Imagine now a very large spherical object like Earth. If you look at a standard sheet of paper, then parallel lines will certainly seem as if they would never intersect. However, if you extend them by four thousand miles up and down along the surface of the Earth, you will see that they do.
Incidentally, the Pythagorean theorem looks differently on the sphere; it is not identical to the one on the plane. We return to contextuality even with rather abstract concepts.
To be fair, it is premature to generalize Fields and Glazebrook’s theory (built on a specific set of axioms and definitions and applicable to a certain class of systems) onto an entirely different class of systems, such as abstract concepts in math. It is also a leap to go from separability of scales to separability in general.
With these caveats in mind, is it entirely accurate to say that something is purely “abstract” and “not physical” - is there any information in the world that is encoded, stored, and retrieved, that is “not physical” and does not require energy expenditure?
If we form a belief that there is such a thing as a perfectly flat plane, this belief does not occur in a vacuum; it occurs in a system capable of forming counterfactuals. Examples of such systems can be you, me, and a broader human collective intelligence mediated by language and culture. The belief is embedded in these systems. These systems use energy. Can a belief be separable from the system that it is embedded in? I don’t think so; it would lose all meaning. The extraction of meaning from a belief is an active process that occurs within the system that holds it.

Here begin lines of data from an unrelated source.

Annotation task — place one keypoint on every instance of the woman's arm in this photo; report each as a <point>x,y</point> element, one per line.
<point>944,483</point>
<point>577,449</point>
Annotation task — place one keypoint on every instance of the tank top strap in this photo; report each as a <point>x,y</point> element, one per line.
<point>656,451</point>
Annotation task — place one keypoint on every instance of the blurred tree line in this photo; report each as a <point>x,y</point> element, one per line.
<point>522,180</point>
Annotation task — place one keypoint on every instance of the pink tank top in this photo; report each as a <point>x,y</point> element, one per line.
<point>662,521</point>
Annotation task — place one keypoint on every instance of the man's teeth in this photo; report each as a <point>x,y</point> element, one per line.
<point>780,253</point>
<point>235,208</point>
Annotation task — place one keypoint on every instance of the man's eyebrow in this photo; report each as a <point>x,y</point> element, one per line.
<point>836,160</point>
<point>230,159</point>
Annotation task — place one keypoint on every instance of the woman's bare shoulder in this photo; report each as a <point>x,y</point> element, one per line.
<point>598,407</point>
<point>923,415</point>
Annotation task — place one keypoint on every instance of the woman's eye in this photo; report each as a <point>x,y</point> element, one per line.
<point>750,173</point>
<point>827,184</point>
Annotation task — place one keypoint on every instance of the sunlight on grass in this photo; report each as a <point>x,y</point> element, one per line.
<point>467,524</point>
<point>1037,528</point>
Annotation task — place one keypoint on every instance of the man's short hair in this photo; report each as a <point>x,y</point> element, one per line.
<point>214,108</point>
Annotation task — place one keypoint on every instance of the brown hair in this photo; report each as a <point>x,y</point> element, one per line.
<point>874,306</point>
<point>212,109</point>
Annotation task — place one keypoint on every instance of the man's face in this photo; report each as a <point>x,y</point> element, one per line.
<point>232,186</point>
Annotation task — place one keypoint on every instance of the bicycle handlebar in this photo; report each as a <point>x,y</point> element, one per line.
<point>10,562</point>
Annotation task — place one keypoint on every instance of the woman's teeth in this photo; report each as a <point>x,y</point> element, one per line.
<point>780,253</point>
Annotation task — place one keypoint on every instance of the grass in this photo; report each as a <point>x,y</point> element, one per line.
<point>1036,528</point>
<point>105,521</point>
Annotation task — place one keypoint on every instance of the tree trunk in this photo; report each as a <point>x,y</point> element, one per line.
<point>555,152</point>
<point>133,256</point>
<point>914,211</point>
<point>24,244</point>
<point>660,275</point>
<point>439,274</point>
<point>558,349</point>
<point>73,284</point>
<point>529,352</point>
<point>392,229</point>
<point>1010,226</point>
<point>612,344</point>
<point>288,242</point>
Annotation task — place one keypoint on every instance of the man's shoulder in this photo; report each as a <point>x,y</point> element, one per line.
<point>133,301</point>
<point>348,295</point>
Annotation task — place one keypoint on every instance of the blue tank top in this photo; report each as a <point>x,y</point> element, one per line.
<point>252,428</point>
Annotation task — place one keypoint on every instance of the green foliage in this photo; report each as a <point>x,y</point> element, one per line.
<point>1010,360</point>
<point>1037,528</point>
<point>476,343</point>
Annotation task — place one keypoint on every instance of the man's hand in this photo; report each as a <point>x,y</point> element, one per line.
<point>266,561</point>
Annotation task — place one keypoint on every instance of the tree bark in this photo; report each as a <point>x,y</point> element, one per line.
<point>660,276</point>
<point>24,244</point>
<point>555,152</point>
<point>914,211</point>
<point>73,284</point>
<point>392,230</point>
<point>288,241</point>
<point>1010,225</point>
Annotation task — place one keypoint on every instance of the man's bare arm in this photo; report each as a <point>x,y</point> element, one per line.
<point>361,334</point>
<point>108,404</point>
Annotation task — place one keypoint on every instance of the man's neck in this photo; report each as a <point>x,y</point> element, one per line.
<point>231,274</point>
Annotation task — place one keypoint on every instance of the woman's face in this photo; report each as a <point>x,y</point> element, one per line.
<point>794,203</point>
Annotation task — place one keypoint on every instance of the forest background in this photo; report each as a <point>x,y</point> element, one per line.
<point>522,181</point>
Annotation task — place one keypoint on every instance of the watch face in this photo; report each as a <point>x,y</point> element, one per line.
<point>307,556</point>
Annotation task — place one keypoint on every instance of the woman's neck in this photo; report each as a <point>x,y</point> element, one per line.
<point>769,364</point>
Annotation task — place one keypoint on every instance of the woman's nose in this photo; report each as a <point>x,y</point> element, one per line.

Are the words written on paper or a computer screen non-physical? Is it not an underlying assumption that purely abstract/non-physical systems exist and are clearly detached from the physical systems?
While I cannot formally prove it, I propose that if we delve deeper into the separability of abstract constructs created by our brain-minds, we would likely find contextuality to be necessary there as well.
To summarize, no system can be separable from its environment without a context. On a practical note, it is useful to remember that you and I are contextual systems.
Acknowlegement: I appreciate Chris Field’s help in reviewing the draft of this text.